The earliest match I could find for the expression "assume room temperature" as a euphemism for "die" does indeed involve Rush Limbaugh. From Jeffrey Yorke, "WGMS Transmitter Sold," in the Washington [D.C.] Post (June 27, 1989):
Last week he identified himself to listeners as "Rush 'Warmonger' Limbaugh," and then applauded six schools in Pasadena, Tex., that prohibited students from wearing peace symbols because school officials believed the symbols were the mark of Devil worshipers. Later in the same program, a listener asked Limbaugh if he was sorry to hear of the death of liberal journalist I.F. Stone. "I'm not sorry at all I.F. Stone assumed room temperature," he said.

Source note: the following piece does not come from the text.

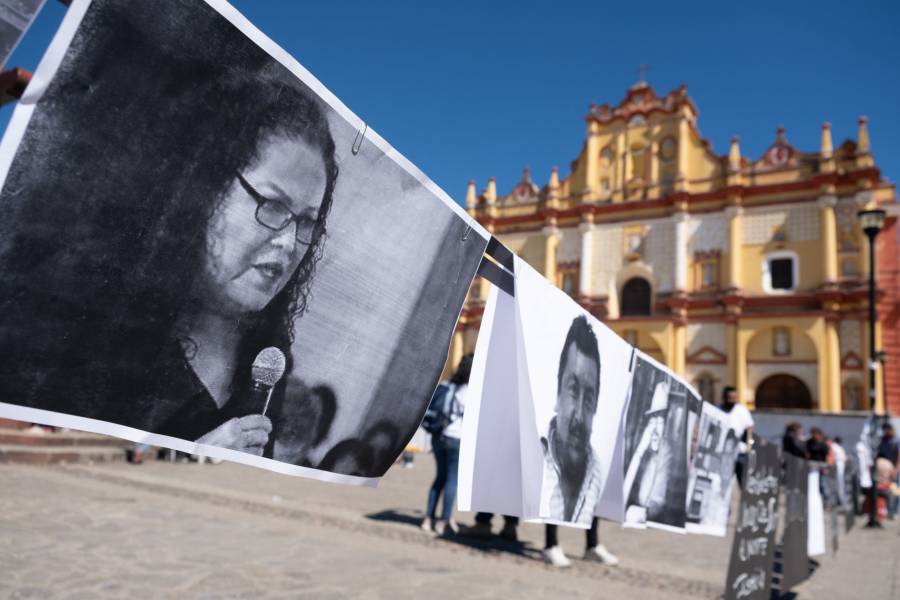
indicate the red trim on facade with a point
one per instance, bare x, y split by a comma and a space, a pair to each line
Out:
695, 358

The next-earliest instance (probably) is from Magnetic North Magazine (1989–1990?):
Now that Emperor Hirohito has assumed room temperature, the N[ew] H[ampshire] Fish and Game Department is encouraging legislators to pass a bill that would stem the flow of illegal bear gall bladders to the Far East.
Hirohito died on January 7, 1989, so it is possible that this instance appeared before the Washington Post instance noted above, but the collection of magazines cited here runs across three volumes (presumably extending from 1988 to 1990), so the window is rather large.
The term next appears in Google Books search results in a letter to the editor of the New York Times Magazine from a reader in Suffield, Connecticut, in 1991:
Limbaugh's targets are the homeless and their advocates, minorities and the "NOW crowd." This is hardly a satirical hit list with which a modern-day Swift or Twain could identify. Nevertheless, a funny, right-wing conservative is a novelty that bears listening to—for a while anyway. I'll predict his act has another year before it Assumes Room Temperature (as Rush would say).
Limbaugh's book, The Way Things Ought to Be, mentioned in the Urban Dictionary entry quoted in BiscuitBoy's question, was published in 1992. For the next decade, the expression seems to have been especially popular in the Limbaugh-attuned right-wing commentariat. Examples appear in The American Spectator (1996), The American Spectator again (1997), The American Spectator again (1999), Charlie Tyrrell, The Rules of Power: Reclaim Your America from Washington Hypocrites, Liars and the Compassion Con Game (2000), The Limbaugh Letter (2001), and The American Spectator again (2003).
But instances also appear in John Kolness, The Absolute Last Chance Diet Book (1991), Gary Stubblefield, Inside the U.S. Navy Seals (1995), Robert Waring, Totally Unauthorized Guide to Doom II (1995), Steve Brown, Approaching God: How to Pray (1996), Mike Mayo, Videohound's Video Premieres: The Only Guide to Video Originals and Limited Releases (1997), Don Pfarrer, Guerrilla Persuasion: Mastering the Art of Effective and Winning Business Presentations (1998), J. Douglas Arnold & Zach Meston, Nintendo 64 Survival Guide, volume 2 (1998), and J. Lee Butts, Texas Bad Boys: Gamblers, Gunfighters, and Grifters (2001) ["Whether done with a pistol, rifle, derringer, or slingshot, George Wall assumed room temperature a day or so after the smoke cleared."—phrase not shown in snippet window].
Conclusion
The slang euphemism "assume room temperature" for "die" seems to owe whatever popularity it has primarily to Rush Limbaugh, although R. Emmett Tyrrell, Jr.'s American Spectator vigorously promoted its use as well. Dan Bron's answer clearly accounts for the sense of the expression.
Outside the satirical conservative milieu, the term doesn't seem to have especially wide currency, though the array of sources that have employed it—from videogame guides to a religious tract to a diet book to a business success strategy—indicates at least some seepage in multiple directions.